You could cache the midnight value, only have to update it if it’s over 24 hours

1 Like

Indeed I could. Thank you for confirming that there isn’t much else to optimise here, I was hoping it could be cleaner.

What about this version?


static func ms_since_midnight() -> float:
	var now: Dictionary = Time.get_datetime_dict_from_system(false)
	var midnight: Dictionary = {
		'year': now.year,
		'month': now.month,
		'day': now.day,
		'hour': 0,
		'minute': 0,
		'second': 0
	}
	var now_unix: float = Time.get_unix_time_from_system()
	var midnight_unix: float = Time.get_unix_time_from_datetime_dict(midnight)
	var timezone_offset: float = Time.get_time_zone_from_system().bias * 60
	return (now_unix - (midnight_unix - timezone_offset)) * 1000

Is that a tiny bit cleaner?

Your version looks great though and no, I can’t see any way to improve on it significantly.
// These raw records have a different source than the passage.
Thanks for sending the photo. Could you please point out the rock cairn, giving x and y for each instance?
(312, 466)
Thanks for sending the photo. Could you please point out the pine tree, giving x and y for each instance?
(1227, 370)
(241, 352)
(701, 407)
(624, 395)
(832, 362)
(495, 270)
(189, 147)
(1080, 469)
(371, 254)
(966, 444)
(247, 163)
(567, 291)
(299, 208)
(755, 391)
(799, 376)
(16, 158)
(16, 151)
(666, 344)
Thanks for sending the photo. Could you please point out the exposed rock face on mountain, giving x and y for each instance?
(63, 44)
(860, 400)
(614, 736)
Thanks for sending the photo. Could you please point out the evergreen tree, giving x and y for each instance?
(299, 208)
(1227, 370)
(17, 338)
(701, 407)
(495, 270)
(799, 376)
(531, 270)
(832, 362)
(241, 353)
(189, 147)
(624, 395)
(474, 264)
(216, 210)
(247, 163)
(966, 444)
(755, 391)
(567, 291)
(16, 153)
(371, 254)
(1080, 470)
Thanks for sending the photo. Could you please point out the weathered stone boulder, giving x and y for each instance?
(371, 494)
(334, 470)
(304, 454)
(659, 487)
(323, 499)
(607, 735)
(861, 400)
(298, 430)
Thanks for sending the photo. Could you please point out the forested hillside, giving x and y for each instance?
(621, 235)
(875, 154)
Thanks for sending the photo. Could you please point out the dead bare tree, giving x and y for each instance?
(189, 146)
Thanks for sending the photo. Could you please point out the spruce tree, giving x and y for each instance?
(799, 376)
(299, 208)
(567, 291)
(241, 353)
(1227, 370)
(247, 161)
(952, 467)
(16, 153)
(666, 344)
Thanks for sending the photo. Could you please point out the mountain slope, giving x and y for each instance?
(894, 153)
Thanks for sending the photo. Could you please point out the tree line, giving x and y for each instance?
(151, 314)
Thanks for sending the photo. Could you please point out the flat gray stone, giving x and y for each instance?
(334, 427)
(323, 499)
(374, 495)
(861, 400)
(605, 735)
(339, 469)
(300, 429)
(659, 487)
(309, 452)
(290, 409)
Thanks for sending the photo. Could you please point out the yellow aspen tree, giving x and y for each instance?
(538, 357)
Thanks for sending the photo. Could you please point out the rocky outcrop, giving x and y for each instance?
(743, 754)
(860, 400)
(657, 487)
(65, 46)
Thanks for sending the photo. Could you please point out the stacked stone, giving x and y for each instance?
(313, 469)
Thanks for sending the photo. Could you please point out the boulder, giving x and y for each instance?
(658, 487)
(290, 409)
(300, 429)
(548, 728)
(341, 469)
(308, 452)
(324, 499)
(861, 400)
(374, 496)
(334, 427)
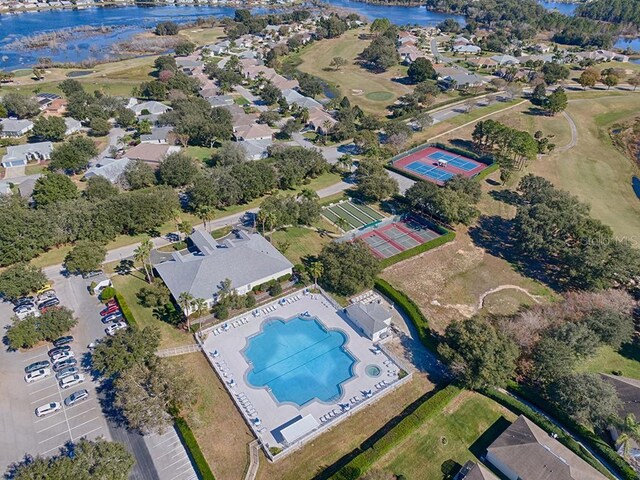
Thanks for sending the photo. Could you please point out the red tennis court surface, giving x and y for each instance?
(436, 165)
(391, 239)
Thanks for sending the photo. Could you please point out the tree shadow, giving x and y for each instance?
(479, 447)
(506, 196)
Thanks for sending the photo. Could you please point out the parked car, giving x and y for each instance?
(114, 317)
(52, 302)
(46, 287)
(54, 351)
(109, 310)
(48, 408)
(46, 295)
(23, 301)
(36, 366)
(62, 355)
(62, 364)
(59, 342)
(76, 397)
(65, 372)
(71, 381)
(92, 274)
(112, 329)
(37, 375)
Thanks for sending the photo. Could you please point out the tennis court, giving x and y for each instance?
(396, 237)
(436, 165)
(354, 215)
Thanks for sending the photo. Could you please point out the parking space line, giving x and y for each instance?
(90, 431)
(84, 423)
(177, 461)
(42, 389)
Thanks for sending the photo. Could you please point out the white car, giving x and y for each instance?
(112, 329)
(62, 356)
(37, 375)
(68, 382)
(48, 408)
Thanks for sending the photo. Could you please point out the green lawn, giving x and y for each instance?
(468, 425)
(129, 286)
(608, 361)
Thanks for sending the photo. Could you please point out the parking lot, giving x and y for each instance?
(24, 432)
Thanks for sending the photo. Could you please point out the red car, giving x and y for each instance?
(109, 310)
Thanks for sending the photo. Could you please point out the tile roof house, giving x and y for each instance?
(474, 471)
(20, 155)
(151, 153)
(254, 131)
(525, 451)
(15, 128)
(153, 107)
(371, 318)
(246, 259)
(295, 97)
(109, 168)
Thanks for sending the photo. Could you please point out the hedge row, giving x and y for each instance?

The cache idea from @gertkeno was a good one though. If at the start of your game you log the ms since midnight, const STARTING_MS_SINCE_MIDNIGHT say, could you not just use something like this every frame?

func get_ms_since_midnight() -> int:
    return Time.get_ticks_msec() - STARTING_MS_SINCE_MIDNIGHT

Thanks. Still a lot of work for something I thought would be simpler.

I thought about using Time.get_ticks_msec(), yes, but this is a precise clock-based application and I don’t want to be concerned with drifting or hiccups. Also, it’s supposed to be able to run across midnight and if I do that I’ll have to check each frame if midnight has passed, which would amount to basically the same number of calculations.